Липе налили стаканчик красного.

– Начнём, – потянулся Олег через стол и чокнулся.

Липа даже не взглянула на него и заговорила с подругами о своём. Потом она выпила и высоко подняла стакан: пить – так до дна!

– А вы чего, девчата? – подгоняла Шарониха. – Язви вас, да вам ли теряться! Ду-умают, сидят, как старухи. Гулять надо, а не думать! У нас одна Дунька думала много, так до восьмидесяти лет и сидела в девках.

– А потом раздумала? – сказал кто-то, и все грохнули.

Только когда он взял гитару и негромко запел что-то незнакомое, она обратила внимание на его голос, тихо и просто доносивший чью-то жизнь, и на него самого и подумала, что он точно такой же, как в роли в последнем фильме. Вчера ещё, когда он выступал в клубе и рассказывал много смешных историй, которые происходят на съёмках, девчонки сходили с ума и писали записки, передавая в первые ряды.

«Вот дурные! – думала Липа. – Ну артист, ну красивый, поёт, все его знают, ну и что? Что ж, теперь на шею к нему вешаться? Подумаешь! Да мой Лёшка ещё лучше изображает».

– Сыграйте эту, какую вы вчера в клубе играли, – попросили подруги.

– Я ведь не пою. Это уж так.

– Да бросьте вы ломаться! – резко сказала Липа. – А то мы не знаем.

Потом выпили ещё, и стало проще, все зашумели и принялись петь. Олег подыгрывал, Шарониха всё просила его подобрать что-нибудь постариннее, но девчата не давали, и Шарониха заключила, что в него все «втрескались».

– Зятёк мой! – говорила она, припадая к нему. – Ты не обижайся! Я баба таковская, нет-нет да и сболтну что-нибудь.

– Что ты, тёща! – откидывался «зять» назад. – Да где ж я ещё таких тёщ увижу!

– Тогда допивай. По всей, по всей.

– Я уже тяжёлый.

– На последнем месяце, что ли?

– Тёть Марусь, ты поосторожней не можешь? – упрекнула Липа.

– Прямо уж застеснялась! Ты и без меня всё знаешь.

Прибежала Липина мать, посторожилась: «Тебя только за смертью посылать!», – покачала головой и ушла, наказав дочери не задерживаться и закидывать на ночь калитку.

Олег и Шарониха заплясали под хлопки и частушки. Грузно разворачивая телом, Шарониха часто-часто притопывала и пела с таким задором и так высоко, да так много она знала частушек, прибауток, сплошь намекающих, что Липа впервые поняла, почему без неё не обходится ни одна гулянка на деревне.

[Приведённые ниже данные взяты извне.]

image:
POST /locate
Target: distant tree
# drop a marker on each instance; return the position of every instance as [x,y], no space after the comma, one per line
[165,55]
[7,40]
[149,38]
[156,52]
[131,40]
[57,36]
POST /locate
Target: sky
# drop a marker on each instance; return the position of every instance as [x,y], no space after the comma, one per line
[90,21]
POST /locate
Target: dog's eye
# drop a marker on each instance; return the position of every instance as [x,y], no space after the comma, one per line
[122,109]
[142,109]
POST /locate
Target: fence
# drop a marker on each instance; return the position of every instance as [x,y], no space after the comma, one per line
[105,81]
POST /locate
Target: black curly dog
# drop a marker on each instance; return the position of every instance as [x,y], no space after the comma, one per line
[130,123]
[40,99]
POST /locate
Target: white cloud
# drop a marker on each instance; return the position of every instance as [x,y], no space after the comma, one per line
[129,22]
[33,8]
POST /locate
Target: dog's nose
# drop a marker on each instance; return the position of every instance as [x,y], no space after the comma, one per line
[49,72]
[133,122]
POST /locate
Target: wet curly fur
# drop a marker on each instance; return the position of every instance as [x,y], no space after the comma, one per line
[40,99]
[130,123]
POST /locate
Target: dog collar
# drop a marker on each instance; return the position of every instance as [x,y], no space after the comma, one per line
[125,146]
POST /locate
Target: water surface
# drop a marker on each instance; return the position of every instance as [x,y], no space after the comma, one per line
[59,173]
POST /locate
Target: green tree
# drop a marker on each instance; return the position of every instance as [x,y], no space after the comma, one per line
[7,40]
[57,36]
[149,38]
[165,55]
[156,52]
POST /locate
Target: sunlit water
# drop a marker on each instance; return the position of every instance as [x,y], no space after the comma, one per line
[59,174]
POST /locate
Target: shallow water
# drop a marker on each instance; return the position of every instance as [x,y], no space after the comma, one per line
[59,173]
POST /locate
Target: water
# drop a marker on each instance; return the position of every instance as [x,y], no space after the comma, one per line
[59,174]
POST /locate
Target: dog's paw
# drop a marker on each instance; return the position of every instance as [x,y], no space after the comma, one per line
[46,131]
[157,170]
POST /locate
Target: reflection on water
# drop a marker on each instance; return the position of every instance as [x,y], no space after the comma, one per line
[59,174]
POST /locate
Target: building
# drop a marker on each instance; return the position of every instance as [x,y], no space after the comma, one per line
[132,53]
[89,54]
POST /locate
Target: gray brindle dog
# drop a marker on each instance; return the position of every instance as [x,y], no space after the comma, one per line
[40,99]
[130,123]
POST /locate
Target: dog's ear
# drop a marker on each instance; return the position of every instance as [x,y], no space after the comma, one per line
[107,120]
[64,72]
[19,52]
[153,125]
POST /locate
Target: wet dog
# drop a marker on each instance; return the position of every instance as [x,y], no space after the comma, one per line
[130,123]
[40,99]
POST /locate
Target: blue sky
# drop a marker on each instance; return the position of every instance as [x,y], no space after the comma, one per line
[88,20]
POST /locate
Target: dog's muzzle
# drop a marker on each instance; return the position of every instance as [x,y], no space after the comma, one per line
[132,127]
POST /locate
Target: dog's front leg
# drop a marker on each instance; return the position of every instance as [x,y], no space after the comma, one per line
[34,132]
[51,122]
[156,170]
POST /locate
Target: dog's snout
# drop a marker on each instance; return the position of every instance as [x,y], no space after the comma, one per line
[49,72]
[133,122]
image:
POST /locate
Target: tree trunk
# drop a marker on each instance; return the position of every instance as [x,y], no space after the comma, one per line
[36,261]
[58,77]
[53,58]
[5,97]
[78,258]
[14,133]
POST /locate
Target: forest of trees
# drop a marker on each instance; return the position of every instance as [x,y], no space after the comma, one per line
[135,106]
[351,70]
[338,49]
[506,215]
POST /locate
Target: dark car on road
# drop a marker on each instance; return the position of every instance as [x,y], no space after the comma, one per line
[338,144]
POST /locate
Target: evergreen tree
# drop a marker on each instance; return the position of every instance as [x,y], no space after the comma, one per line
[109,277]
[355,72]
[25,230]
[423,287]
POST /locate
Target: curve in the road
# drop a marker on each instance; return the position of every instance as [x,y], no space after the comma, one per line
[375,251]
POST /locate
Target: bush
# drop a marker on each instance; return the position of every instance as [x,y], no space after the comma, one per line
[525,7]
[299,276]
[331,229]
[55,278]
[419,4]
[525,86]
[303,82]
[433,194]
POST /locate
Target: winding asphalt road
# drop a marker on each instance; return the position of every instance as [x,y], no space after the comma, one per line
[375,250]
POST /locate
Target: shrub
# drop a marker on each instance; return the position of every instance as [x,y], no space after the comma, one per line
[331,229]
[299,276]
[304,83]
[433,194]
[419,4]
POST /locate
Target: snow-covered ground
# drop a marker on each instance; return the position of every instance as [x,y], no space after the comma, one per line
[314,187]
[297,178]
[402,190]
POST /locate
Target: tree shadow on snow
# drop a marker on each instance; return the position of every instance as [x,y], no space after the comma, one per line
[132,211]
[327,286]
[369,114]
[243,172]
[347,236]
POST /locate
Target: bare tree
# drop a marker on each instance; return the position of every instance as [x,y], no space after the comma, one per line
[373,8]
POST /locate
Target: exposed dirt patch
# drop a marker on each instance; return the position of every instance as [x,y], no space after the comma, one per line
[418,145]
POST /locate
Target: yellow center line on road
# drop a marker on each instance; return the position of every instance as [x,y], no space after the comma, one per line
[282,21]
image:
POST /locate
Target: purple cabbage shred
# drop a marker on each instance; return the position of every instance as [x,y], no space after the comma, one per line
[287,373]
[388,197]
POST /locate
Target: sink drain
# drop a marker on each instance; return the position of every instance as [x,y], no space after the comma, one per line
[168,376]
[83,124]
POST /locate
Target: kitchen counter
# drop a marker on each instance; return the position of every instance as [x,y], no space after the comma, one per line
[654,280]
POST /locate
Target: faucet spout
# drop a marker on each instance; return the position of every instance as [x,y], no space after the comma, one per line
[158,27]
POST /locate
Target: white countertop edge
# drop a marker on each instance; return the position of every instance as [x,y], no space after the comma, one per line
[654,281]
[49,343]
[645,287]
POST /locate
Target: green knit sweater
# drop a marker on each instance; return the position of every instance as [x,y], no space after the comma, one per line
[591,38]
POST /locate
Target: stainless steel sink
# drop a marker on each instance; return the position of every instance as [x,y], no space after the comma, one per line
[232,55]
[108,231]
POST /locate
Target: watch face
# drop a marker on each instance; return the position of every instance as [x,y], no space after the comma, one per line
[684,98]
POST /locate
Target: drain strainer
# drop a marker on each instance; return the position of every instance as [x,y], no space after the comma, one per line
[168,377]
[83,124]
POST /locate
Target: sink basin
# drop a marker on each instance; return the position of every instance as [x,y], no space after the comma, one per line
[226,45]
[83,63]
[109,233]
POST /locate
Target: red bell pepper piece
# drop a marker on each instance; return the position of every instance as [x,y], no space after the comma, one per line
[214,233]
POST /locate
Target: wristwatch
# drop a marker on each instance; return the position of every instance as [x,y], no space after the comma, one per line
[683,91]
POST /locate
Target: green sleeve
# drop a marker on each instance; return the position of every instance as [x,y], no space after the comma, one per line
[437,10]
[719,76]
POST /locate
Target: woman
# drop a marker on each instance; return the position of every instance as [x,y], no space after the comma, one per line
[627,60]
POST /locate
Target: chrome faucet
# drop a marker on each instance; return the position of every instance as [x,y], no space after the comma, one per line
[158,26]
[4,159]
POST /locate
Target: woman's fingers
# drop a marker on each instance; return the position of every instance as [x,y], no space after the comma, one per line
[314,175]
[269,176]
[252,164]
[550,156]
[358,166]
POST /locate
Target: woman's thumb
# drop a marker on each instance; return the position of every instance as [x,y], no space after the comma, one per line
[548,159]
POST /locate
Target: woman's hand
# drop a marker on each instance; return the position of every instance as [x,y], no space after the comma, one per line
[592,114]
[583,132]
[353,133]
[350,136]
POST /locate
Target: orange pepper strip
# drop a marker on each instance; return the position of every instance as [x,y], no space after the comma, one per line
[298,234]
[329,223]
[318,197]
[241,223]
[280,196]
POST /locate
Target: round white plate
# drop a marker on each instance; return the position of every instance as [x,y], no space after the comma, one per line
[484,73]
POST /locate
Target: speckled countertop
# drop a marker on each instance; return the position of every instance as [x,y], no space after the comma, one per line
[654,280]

– И-и-эх, язви тебя! – расходилась она всё пуще. – Где мои семнадцать лет и грудь колоколом!

И пошло, и пошло.

На столах дрожали стаканы, столы отодвинули к стене, распахнули окна, зазвенело ведро, с которым хозяйка собиралась к корове.

Разогреваясь, всё больше отдаваясь шуму и пляске, Липа смотрела, как выхаживают старая и молодой, в голове её зашумело, потянуло выскочить и застрочить по полу каблуками, наперебой с Олегом, совсем простецким парнем, хотя он, конечно, не Лёшка, он артист, не забывай, глупенькая, что он артист, но и Лёшка не хуже, и Лёшка дай бог спляшет, если все свои, если подопьёт, и жалко, что его нет, уж они бы походили по кругу! А ей ведь пора уходить, но что-то её держит, не пускает, и голова всё горячей, и парень всё хлеще стучит по полу, и едва ли Лёшка вернулся с поля, а если и вернулся, то подождёт, ничего с ним не случится, она сейчас, она только досмотрит и выйдет на крыльцо, немного поостынет и незаметно оставит компанию.

…Она ухватилась на крыльце за стойку, покачивалась, слыша летящие из комнаты слова:

Эх, я топну ногой

Да и притопну другой…

Какая ночь на крыльце, и за огородом, и туда, к лесу, к чутким тёмным полям, ах, что же это такое, откуда это? Кружится голова, расхотелось домой, колко светят звёзды над головой, и так щекотно чувствуешь сонную тишину, так слабеешь от неё, пробуешь и не можешь стронуться с места, кого-то ждёшь из светлой двери за спиной… Что же это такое, что с ней творится сегодня?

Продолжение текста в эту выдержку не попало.